“This is the first home where we’ve done both,” joked Duane Bock, vice president of Habitat for Humanity of Franklin County.
Crews removing asbestos siding from the house on East Washington Street in the Borough of Chambersburg discovered loose bricks dumped between its interior and exterior walls. They determined it would be too difficult to renovate.
The existing house was demolished.
Volunteers with the Franklin County (Pa.) Builders Association did a two-day “blitz build” in June 2012 to create a new house on the lot. They built a 1,300-square foot, two-story house that features three bedrooms.

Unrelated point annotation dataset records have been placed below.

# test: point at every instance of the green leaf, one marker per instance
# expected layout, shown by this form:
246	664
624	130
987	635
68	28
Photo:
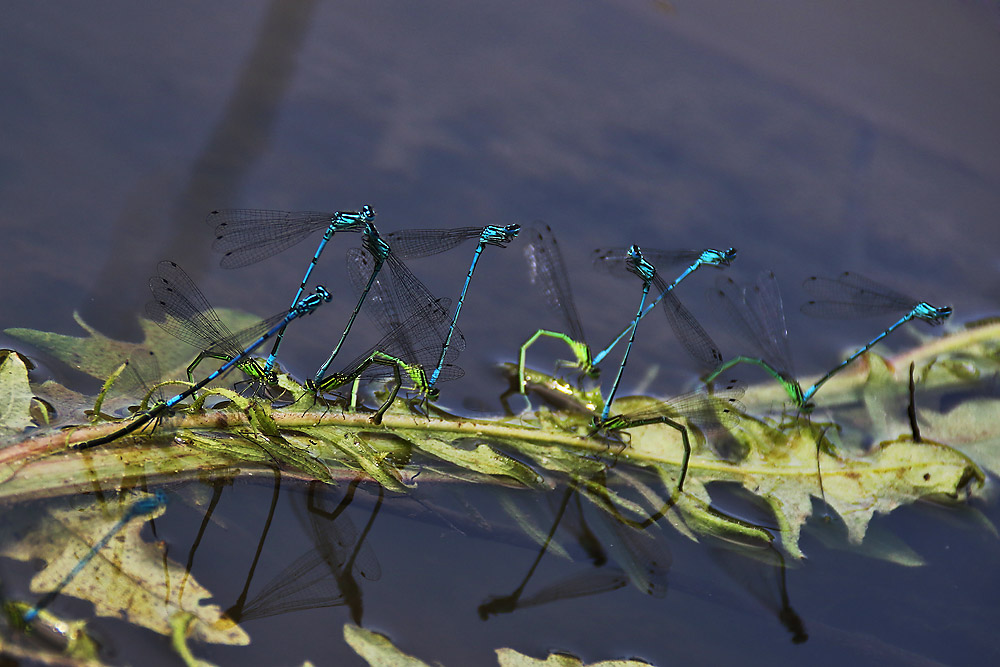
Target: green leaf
377	650
15	396
507	657
97	355
129	578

One of those bedrooms is now claimed by 14-year-old Ashley Martin, who is excited to no longer being sharing a room with her sister. She chose to incorporate nature themes when decorating her room.
Ashley’s family first slept in the home Wednesday after watching the progress for many months.
“We’d stop by and see it. ... I was excited to see it built,” Ashley said.
Ashley’s mother, Stephanie Wall, said she will remember the love that went into the house through 1,581 hours logged by volunteers.
“You don’t decide to take every Tuesday and Saturday morning to build somebody else’s home unless called by God to do that,” she said.
Wall, who was renting a town house before partnering with Habitat for Humanity, choked up as she addressed the volunteers packed shoulder to shoulder in her home during a dedication ceremony Sunday.
“I refuse to cry in front of all of you. All I’ve got is ‘thank you,’ and that doesn’t even come close,” Wall said.
Wall was joined by Ashley and her other children — Emily Martin, 13, and Jesse Martin, 11.
Habitat for Humanity sells homes to partner families at cost and offers a home loan with zero percent interest.
Franklin County Commissioner Robert Ziobrowski said he used to live near Wall’s home. He said he always enjoyed the access to churches, shopping and kind families there.
“I think this neighborhood is blessed with the addition of another family,” he said.
Builders Terry Lautenslager, John Lehman and Bryan Hey participated in the blitz build. Lautenslager said 12 to 14 volunteers participated each day because they wanted to do good for the community.